エリート御曹司と愛され束縛同居
電車を降りて改札口を抜けた時、バッグの中でスマートフォンが振動した。画面に表示された名前は副社長だった。

「なにかあったんですか?」

今は午後十一時を過ぎた頃だ。

こんな時間に連絡があるなんて珍しい。確か今日は取引先と会食だと言われた記憶がある。もう終わったのだろうか。

『……お前、今日送別会か?』

問いかけに答えもせず、唐突に尋ねられて少し面食らう。低い声が機械越しに伝わってくる。

「そうですけど、どうかしました?」

『……なんで言わないんだ?』


なにを? 送別会の件を? なぜわざわざ言う必要があるの?


「どうして今日が送別会だってご存知なんですか?」

話がよくわからないので、とりあえず疑問を投げかける。

『是川に聞いた。

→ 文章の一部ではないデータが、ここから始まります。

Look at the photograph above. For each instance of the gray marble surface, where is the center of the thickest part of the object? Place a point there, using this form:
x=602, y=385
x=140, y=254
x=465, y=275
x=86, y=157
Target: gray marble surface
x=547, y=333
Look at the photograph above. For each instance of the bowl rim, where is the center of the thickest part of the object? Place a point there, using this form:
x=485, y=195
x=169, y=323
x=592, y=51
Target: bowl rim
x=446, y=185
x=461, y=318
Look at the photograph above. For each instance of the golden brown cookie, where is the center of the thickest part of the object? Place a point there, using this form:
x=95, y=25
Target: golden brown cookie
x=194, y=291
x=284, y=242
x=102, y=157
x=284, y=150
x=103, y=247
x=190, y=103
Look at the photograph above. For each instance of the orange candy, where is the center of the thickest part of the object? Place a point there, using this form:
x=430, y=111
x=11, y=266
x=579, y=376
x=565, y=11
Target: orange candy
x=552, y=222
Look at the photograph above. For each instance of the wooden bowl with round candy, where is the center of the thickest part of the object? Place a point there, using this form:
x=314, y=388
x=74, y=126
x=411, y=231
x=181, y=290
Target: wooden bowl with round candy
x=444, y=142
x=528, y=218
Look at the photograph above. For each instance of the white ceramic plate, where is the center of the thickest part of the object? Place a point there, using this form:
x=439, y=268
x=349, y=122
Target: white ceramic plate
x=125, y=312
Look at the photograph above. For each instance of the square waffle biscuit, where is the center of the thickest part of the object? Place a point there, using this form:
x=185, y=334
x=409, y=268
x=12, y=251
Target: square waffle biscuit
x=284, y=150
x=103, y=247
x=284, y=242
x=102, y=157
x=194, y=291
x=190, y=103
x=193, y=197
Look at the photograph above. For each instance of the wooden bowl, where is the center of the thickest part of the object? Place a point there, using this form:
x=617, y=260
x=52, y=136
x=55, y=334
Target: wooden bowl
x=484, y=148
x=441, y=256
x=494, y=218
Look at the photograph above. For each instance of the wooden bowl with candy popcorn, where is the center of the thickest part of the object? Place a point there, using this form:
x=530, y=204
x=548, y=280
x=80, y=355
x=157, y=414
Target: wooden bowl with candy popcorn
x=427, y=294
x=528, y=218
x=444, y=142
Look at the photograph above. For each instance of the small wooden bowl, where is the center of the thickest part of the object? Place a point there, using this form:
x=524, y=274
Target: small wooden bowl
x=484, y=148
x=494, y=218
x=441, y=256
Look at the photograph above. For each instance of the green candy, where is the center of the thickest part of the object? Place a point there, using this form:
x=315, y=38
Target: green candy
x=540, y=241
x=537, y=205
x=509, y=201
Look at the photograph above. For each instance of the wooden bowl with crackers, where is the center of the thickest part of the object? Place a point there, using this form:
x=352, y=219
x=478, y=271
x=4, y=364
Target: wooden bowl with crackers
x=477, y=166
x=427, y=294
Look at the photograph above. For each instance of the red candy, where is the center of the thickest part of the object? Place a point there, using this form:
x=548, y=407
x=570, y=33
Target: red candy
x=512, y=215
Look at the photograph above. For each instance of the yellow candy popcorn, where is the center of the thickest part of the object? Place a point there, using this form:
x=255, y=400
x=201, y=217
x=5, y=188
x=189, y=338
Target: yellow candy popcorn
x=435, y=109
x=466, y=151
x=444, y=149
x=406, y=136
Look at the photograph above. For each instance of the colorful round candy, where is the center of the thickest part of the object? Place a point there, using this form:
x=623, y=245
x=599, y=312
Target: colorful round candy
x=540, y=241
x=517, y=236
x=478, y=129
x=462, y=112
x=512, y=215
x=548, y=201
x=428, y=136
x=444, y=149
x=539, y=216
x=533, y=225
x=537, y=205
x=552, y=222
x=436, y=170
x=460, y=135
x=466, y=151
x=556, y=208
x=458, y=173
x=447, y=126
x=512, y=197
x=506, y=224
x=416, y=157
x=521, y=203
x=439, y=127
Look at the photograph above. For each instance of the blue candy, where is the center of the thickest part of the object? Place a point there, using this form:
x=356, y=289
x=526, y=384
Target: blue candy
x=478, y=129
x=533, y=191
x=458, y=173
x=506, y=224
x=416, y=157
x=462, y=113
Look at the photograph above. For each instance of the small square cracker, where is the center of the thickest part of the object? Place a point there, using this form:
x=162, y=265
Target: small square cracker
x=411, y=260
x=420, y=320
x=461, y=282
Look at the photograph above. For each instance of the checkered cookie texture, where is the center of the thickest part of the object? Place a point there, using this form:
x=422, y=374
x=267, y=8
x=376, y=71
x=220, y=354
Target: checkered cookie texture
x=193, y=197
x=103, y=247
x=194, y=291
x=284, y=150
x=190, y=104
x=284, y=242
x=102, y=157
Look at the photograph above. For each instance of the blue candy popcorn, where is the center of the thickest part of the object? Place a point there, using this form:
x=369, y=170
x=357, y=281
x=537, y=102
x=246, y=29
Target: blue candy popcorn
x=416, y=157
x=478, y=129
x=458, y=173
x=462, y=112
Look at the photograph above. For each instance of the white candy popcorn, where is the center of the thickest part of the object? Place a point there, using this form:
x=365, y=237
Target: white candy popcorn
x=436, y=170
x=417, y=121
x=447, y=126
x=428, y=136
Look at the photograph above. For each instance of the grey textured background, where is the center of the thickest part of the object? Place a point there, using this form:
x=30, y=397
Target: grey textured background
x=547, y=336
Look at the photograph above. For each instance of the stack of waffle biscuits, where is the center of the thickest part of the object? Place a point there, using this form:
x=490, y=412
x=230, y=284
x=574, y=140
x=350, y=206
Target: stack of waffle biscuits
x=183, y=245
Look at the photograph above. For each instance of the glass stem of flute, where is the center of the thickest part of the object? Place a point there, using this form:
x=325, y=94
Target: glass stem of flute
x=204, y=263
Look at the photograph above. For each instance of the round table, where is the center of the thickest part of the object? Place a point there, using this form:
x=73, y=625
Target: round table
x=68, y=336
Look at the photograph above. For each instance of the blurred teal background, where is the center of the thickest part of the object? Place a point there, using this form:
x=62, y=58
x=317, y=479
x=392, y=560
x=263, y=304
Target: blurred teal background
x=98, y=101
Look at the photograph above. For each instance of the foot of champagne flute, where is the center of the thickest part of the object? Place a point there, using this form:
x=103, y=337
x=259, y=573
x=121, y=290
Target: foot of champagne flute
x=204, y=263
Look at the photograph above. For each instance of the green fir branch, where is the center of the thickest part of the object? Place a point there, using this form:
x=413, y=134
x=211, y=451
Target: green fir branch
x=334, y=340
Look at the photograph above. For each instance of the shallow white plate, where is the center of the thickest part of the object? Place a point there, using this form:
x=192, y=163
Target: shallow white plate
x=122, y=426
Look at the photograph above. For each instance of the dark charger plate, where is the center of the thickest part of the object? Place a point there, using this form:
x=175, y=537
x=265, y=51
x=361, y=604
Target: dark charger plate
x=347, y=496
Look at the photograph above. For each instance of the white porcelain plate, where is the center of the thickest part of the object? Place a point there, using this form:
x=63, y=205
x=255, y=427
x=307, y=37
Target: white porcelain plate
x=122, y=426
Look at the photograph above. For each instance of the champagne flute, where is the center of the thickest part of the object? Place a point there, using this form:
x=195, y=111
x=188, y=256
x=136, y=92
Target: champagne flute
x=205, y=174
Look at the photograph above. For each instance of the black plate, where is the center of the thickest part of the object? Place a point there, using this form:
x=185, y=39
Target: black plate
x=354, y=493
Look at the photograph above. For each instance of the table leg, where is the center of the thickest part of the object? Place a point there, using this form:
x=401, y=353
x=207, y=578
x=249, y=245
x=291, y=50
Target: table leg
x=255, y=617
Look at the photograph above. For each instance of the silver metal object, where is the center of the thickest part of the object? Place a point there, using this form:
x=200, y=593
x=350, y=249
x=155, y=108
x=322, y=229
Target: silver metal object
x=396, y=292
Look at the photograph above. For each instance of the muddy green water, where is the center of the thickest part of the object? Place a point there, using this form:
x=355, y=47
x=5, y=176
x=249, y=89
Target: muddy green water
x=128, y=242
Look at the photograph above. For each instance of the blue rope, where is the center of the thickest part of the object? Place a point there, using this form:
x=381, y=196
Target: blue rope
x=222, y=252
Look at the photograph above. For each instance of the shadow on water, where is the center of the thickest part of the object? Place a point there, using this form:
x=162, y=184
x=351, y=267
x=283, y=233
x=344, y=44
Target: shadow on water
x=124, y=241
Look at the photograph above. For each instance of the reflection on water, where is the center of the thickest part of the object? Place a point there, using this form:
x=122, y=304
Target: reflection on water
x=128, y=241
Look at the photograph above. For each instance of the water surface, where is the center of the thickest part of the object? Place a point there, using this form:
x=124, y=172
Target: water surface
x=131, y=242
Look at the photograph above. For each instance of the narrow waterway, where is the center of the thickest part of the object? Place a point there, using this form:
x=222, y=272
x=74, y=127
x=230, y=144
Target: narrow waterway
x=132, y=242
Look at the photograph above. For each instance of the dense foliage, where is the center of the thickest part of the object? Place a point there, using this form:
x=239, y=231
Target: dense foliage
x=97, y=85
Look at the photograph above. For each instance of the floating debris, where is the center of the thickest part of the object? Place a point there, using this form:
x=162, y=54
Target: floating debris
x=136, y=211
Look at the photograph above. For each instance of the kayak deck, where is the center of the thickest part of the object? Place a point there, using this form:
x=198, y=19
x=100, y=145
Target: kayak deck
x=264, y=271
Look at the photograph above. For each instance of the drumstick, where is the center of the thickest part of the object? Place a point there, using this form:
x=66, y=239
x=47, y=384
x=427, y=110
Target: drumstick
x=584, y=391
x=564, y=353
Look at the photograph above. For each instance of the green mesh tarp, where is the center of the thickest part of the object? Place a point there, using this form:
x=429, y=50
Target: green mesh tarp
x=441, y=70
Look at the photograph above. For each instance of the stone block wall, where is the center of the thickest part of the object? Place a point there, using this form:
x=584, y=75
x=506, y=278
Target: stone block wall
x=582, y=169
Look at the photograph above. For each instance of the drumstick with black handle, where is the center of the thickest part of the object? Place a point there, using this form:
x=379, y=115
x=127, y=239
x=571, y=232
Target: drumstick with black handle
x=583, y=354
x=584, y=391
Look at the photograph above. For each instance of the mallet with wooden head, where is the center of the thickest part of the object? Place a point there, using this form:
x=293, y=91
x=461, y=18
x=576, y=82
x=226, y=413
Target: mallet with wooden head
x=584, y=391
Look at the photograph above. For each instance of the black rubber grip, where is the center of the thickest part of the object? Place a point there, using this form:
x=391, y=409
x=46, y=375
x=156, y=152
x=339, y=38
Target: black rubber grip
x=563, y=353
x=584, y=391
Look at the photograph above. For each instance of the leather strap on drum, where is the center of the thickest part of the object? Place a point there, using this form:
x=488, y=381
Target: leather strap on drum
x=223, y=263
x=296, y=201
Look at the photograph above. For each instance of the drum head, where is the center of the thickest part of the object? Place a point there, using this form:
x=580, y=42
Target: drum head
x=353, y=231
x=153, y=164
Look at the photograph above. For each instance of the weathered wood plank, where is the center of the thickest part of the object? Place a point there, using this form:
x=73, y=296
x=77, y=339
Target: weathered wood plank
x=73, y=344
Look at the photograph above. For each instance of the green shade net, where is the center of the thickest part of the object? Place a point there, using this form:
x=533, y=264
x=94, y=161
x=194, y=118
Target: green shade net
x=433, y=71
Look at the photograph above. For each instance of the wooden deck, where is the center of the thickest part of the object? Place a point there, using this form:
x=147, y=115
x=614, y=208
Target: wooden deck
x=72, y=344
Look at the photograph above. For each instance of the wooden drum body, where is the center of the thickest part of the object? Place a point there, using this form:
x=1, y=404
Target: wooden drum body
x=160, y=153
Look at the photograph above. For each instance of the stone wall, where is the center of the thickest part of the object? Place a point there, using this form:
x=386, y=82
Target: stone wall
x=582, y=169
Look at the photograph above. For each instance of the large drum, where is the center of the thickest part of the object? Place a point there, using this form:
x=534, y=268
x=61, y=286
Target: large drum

もう終わったのか?』

外の喧騒が聞こえたのか、なぜかキツイ口調で問われる。

声がどんどん低く不機嫌になっているように感じるのは気のせいだろうか。

「はい、今改札口をでたところなので、もう少ししたら帰宅します。副社長は会食ですよね?」

『……まさか今ひとりで歩いているのか?』

「もちろん歩いていますよ」

私の問いかけを無視し、大きな溜め息を吐く。

『迎えに行く、待ってろ』

一方的に告げられ、通話が切られた。

その反応がよくわからず戸惑ってしまう。

駅からマンションまでは徒歩五分もかからない距離だ。人通りも多く街灯だってあるこの場所にわざわざ迎えに来る必要はない。